After Legibility

Reflections on 2025: what happened, what will happen and how we keep pace

Jan 02, 2026

NOTA BENE: This meditation runs longer than most. This last year earned it. As does what will be required from us next.

If 2024 was the year AI became a household word, 2025 was the year we spent instructing agents to write code.

We will spend the years that follow learning to live with code that we do not read.

Part I: What Happened

2025 opened with a shock from a small Chinese lab called DeepSeek who released a reasoning model that matched (at the time) the best American efforts at a fraction of the cost, sending Nvidia’s stock tumbling seventeen percent in a single day and Silicon Valley scrambling. That single release cracked open assumptions about what AI development required and who could participate in it.

Within weeks, the DeepSeek app had dethroned ChatGPT atop the App Store. Within months, every major Chinese tech company had slashed their API prices, and American labs reportedly assembled war rooms to reverse-engineer how DeepSeek had done so much with so little.

The technical shifts led to mixture-of-experts architectures (designs that route each query to specialized subnetworks rather than activating the entire model) with Meta’s Llama 4, Alibaba’s Qwen3, Mistral’s Large 3: all adopting the pattern, training models with hundreds of billions of total parameters while activating only a fraction for any given response.

Context windows exploded past what most had previously considered feasible. Anthropic and Google pushed to one million tokens. And retrieval-augmented generation, once considered absolutely essential for grounding models in large document collections, began to feel like a workaround for a limitation that was fast disappearing. Models could now almost “read everything”.

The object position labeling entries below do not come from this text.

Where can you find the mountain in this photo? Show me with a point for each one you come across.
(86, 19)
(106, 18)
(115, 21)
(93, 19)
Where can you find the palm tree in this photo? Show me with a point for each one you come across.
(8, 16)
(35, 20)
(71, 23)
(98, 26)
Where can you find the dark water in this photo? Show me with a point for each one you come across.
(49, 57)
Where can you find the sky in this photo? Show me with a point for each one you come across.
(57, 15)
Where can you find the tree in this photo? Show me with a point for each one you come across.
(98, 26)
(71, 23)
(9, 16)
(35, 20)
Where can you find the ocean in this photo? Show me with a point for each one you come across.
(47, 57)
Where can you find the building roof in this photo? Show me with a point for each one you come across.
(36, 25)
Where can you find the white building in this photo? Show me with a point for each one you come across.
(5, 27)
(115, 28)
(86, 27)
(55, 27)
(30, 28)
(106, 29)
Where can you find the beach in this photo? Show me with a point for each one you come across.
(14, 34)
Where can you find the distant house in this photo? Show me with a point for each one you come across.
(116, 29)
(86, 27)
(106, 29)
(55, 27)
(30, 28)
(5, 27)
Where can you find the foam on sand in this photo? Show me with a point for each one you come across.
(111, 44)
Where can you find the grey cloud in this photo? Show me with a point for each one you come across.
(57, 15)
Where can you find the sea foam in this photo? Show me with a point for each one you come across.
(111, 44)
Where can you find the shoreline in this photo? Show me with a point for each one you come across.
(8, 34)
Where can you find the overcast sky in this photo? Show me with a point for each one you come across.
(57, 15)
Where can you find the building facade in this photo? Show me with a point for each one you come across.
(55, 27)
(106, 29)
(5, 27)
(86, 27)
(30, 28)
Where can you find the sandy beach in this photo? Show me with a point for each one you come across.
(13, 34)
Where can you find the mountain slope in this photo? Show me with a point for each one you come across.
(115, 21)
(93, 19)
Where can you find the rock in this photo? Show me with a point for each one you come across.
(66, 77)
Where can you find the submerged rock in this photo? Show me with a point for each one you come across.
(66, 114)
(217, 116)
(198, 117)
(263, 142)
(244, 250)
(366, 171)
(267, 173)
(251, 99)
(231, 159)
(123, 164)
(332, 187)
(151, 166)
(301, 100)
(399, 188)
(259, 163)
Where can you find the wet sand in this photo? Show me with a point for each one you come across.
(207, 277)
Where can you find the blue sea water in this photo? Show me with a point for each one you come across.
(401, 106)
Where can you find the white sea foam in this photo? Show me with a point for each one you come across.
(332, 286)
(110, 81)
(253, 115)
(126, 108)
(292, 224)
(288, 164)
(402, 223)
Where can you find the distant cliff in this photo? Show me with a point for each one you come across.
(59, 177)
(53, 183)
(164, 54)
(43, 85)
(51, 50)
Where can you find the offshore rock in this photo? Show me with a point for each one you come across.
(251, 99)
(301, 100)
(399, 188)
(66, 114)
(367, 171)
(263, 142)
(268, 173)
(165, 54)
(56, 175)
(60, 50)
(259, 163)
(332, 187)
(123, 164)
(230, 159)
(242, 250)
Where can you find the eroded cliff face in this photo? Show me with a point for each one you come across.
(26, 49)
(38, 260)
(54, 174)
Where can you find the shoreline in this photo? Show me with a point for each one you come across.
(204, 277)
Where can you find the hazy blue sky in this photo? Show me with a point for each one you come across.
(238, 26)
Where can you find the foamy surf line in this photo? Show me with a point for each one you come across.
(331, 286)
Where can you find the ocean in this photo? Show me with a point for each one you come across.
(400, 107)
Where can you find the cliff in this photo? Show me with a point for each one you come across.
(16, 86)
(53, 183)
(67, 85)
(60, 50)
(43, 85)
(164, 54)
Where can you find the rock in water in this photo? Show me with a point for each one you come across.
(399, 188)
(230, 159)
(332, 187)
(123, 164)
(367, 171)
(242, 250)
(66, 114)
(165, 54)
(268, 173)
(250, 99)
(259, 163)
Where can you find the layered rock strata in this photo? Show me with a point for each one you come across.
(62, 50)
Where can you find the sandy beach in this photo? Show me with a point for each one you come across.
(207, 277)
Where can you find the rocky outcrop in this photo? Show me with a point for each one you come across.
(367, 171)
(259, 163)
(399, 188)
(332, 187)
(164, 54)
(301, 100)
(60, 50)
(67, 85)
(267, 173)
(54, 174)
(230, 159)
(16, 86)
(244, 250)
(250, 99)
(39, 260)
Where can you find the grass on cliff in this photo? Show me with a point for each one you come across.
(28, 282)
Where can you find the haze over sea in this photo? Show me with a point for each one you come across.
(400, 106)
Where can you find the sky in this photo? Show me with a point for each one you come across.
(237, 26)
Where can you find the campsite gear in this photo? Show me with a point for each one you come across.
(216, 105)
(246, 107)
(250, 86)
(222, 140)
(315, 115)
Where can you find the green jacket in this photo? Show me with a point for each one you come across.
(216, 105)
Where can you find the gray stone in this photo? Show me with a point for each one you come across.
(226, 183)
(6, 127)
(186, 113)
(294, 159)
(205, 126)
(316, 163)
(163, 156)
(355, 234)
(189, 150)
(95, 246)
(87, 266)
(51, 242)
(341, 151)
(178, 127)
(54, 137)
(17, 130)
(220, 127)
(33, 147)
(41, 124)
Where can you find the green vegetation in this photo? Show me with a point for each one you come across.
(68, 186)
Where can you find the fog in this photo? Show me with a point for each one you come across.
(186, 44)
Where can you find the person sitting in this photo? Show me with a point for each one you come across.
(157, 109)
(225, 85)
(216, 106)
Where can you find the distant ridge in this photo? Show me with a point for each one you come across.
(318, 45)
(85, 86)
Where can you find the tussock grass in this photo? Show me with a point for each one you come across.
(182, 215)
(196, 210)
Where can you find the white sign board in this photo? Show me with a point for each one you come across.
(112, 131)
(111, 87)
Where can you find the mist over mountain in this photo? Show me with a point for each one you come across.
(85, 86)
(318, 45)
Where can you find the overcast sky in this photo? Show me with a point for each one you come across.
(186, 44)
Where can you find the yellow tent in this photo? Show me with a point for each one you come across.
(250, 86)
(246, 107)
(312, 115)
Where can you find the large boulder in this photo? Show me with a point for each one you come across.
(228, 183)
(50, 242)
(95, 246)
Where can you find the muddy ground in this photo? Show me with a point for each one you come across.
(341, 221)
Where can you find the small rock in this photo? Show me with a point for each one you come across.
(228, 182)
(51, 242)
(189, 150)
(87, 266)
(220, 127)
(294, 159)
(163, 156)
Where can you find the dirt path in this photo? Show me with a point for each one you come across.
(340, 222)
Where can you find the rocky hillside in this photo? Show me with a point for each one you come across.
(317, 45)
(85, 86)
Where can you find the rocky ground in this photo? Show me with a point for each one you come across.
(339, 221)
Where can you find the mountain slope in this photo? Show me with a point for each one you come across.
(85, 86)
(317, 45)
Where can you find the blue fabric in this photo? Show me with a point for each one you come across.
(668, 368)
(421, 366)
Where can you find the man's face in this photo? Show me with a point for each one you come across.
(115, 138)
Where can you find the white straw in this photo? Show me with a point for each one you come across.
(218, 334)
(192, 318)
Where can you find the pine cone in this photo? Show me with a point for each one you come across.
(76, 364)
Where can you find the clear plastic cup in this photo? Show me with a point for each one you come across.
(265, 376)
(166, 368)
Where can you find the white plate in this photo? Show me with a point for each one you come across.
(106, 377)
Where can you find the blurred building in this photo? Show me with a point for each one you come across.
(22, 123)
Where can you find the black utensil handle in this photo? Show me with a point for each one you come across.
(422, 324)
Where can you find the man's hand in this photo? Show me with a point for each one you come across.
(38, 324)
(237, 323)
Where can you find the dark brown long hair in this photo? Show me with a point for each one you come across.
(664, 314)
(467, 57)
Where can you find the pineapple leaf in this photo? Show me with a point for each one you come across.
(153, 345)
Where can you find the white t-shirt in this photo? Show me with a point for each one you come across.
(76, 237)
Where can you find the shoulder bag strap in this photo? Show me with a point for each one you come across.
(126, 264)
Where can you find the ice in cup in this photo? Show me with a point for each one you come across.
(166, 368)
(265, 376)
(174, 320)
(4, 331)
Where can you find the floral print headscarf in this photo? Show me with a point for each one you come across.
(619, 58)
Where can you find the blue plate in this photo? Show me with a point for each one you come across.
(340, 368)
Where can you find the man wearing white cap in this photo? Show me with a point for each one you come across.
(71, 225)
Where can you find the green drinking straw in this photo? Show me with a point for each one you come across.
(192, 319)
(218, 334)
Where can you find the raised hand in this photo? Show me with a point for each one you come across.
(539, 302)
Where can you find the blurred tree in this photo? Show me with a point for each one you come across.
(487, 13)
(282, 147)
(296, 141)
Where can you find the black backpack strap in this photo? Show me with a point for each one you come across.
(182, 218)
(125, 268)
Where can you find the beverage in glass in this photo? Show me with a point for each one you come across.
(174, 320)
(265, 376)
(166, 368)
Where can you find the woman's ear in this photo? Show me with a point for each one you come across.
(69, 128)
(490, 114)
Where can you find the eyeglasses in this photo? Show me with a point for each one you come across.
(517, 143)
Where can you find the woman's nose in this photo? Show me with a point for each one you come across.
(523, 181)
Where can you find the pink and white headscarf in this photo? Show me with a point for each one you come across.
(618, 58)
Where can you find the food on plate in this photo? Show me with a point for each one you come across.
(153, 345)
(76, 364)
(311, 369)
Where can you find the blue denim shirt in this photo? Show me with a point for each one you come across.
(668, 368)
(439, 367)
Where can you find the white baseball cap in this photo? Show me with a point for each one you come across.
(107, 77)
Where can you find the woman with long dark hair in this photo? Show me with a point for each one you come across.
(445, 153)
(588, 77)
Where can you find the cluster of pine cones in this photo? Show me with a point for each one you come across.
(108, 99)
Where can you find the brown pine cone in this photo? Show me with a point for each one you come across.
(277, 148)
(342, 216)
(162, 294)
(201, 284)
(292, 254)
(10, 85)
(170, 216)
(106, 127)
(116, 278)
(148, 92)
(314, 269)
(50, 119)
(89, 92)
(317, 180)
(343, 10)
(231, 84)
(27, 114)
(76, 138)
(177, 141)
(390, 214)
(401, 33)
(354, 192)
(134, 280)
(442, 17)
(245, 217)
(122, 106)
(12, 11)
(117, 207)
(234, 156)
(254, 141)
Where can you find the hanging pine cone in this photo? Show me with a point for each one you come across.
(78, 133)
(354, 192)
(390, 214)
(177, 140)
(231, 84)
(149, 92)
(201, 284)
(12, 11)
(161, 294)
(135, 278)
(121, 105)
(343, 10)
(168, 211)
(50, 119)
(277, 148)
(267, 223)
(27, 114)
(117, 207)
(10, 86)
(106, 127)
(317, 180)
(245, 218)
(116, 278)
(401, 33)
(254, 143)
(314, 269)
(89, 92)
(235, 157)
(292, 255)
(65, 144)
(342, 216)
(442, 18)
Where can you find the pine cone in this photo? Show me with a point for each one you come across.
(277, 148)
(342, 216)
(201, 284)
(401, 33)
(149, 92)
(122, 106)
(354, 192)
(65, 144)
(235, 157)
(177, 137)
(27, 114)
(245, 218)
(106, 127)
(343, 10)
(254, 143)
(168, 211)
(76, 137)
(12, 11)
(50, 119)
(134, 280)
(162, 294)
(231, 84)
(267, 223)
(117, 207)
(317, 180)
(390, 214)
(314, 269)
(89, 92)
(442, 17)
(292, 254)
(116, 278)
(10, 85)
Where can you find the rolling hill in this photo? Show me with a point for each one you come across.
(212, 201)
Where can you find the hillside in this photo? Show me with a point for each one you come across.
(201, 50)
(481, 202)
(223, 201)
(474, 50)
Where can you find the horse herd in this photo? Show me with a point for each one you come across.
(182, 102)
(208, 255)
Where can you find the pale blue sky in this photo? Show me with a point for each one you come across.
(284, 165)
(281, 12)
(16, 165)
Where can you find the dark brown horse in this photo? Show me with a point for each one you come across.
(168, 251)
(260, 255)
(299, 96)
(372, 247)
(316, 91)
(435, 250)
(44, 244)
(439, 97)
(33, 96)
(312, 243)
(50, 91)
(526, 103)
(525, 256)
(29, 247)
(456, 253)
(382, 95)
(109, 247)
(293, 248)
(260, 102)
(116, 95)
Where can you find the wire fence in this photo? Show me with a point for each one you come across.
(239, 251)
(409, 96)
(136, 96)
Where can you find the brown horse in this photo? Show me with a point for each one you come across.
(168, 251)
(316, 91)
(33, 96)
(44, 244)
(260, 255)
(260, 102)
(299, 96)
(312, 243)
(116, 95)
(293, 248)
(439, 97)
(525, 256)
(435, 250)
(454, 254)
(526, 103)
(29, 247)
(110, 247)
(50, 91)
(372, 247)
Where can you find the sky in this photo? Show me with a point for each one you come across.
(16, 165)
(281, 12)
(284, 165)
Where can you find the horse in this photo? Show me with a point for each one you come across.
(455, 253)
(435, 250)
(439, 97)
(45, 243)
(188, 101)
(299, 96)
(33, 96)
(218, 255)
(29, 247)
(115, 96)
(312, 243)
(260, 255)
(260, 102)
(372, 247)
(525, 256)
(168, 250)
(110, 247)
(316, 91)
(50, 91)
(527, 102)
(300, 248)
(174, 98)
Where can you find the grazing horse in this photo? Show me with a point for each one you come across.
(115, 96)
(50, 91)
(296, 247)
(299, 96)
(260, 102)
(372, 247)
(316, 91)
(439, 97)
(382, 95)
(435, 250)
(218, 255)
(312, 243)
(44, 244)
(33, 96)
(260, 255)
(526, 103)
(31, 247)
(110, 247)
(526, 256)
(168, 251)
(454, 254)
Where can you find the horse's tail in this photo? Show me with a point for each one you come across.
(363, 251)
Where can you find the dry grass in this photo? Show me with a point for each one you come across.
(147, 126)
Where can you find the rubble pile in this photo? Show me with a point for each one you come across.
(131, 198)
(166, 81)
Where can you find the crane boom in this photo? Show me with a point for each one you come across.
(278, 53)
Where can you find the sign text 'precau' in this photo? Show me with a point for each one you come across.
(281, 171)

Reasoning itself also changed character. OpenAI’s o-series models and DeepSeek’s R1, all demonstrated that giving models time to think, to generate chains of reasoning before committing to an answer, produced step-changes in reliability on hard problems. By mid-year, “thinking mode” toggles had become standard across frontier models. Users could choose: fast responses for casual queries, extended deliberation for mathematics, coding, or anything requiring careful logic. The models began to show their work, and in doing so, became easier to trust and easier to correct.

Multimodality ceased to be a feature and rather became a norm. The new crop of models fused modalities from the start, training on text, images, and video together so that understanding flowed between them. Gemini 3 could “watch a video” and reason about what it saw. Claude could look at a screenshot and click the right button.

What followed through the remainder of 2025 was relentless acceleration. OpenAI unified its scattered model lines into GPT-5 in early August via an internal routing system that could reason through complex problems or respond instantly depending on what the query demanded.

Google’s Gemini 3 briefly claimed the throne on every major benchmark in November, prompting internal “code red” memos at OpenAI and a hastily released GPT-5.2 before the year was out.

Anthropic’s Claude 4.5 learned to use computers the way humans do by clicking, typing, navigating interfaces and achieving scores on real-world computer tasks that would have seemed impossible a year prior. And Moonshot AI’s Kimi K2 earned quiet respect as perhaps the strongest open model available anywhere.

But the most important shift happened in what we built atop them.

If anything, 2025 marked the year of coding agents that could read entire repositories, plan changes across dozens of files, test their work, and submit pull requests for human review.

Devin which was initially dismissed as overhyped vaporware when it stumbled through early demos, matured into something that by year’s end was writing a quarter of its parent company’s Cognition own code.
Claude Code brought terminal-first agent development to the masses (leading to many copied efforts by Google, OpenAI, AMP, etc) and,
Cursor reached a nine-billion-dollar valuation on the promise that the IDE itself was the most important new piece of software.

Underneath it all, the plumbing matured. Orchestration frameworks moved from experimental libraries to production infrastructure, letting companies deploy fleets of specialized agents working in concert.

Anthropic’s Model Context Protocol emerged as a kind of lingua franca for tool integration and they donated it to the Agentic AI foundation.

The economics shifted too. DeepSeek’s efficiency gains early in the year triggered price wars that compressed margins across the industry. API costs began to fall by orders of magnitude. At the time of this writing, DeepSeek was offering inference at three cents per million tokens in output. The question of who could afford to build with frontier models is now quietly dissolving.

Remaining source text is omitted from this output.